Most loss spikes follow one of four patterns:
- Long-tail token spike (this example): a rare BPE token concentrated in one batch.
- fp16 overflow: bf16/fp16 with no loss scaling, an activation magnitude exceeds 65504. See
stability-check.md§3. - LR-schedule discontinuity: warmup ends suddenly, or a restart is misaligned.
- Optimizer reset: a checkpoint was reloaded mid-run without restoring
m, vstate, so the first ~10 steps after reload have un-calibrated moments.
Pattern 1 is the §A13-most-likely. Pattern 2 only appears in Phase 19's mixed-precision lab. Patterns 3 and 4 are easy to spot once you know to look at the LR and the moment-state panels respectively.
When the template is hardest to fill¶
Spikes that don't recover (loss → NaN, stays NaN). For these:
- Symptom section (§1) ends with "did not recover" and the recovery loss is "NaN".
- Hypothesis section must include "destructive update wrote a NaN into a parameter that propagates forever". Check by hashing the parameter state at every step and identifying the first step where the hash changes "violently".
- Remediation must include reverting to the most recent NaN-free checkpoint, which assumes you were checkpointing every \(K\) steps. If you weren't, restart from scratch with smaller LR.
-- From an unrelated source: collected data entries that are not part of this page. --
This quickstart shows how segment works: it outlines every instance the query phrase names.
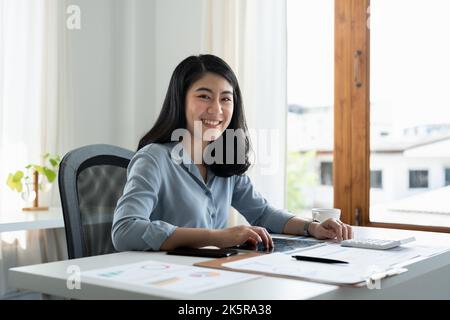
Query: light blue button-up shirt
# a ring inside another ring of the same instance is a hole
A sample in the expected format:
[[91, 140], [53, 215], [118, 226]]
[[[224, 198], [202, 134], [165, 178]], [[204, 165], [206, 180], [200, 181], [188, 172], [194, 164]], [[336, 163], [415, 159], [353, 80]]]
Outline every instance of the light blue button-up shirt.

This is the failure mode stability-check.md §4 addresses.
Citation¶
Chowdhery, A. et al. (2022). PaLM: Scaling Language Modeling with Pathways. Section 5.1 ("Training instability") documents the long-tail spike pattern at PaLM scale and the mitigations Google's team used: same shape, much larger numbers. Reading section 5.1 after this template gives the cross-scale view.
One-paragraph recap¶
A loss-spike post-mortem is a structured document: numerical symptoms, ranked hypotheses, discriminating panel evidence, single-sentence root cause, smallest-change remediation, verifiable test, one-line lesson. Walking the template forces the diagnosis from observation to action without skipping the "which evidence rules out which alternative" step that most ad-hoc debugging skips. For the §A13 grammar tutor, the most common cause is a rare BPE token over-represented in one batch; remediation is stratified batching + tighter clip threshold; the lesson goes into the learner's notebook for next time.
Cross-refs: theory/03-three-failure-modes.md (the three engineered breaks the dashboard signatures come from), stability-check.md (the runnable decision tree this template feeds into), Phase 18 theory/02-optimizer-and-schedule.md (the optimizer state the moments live in).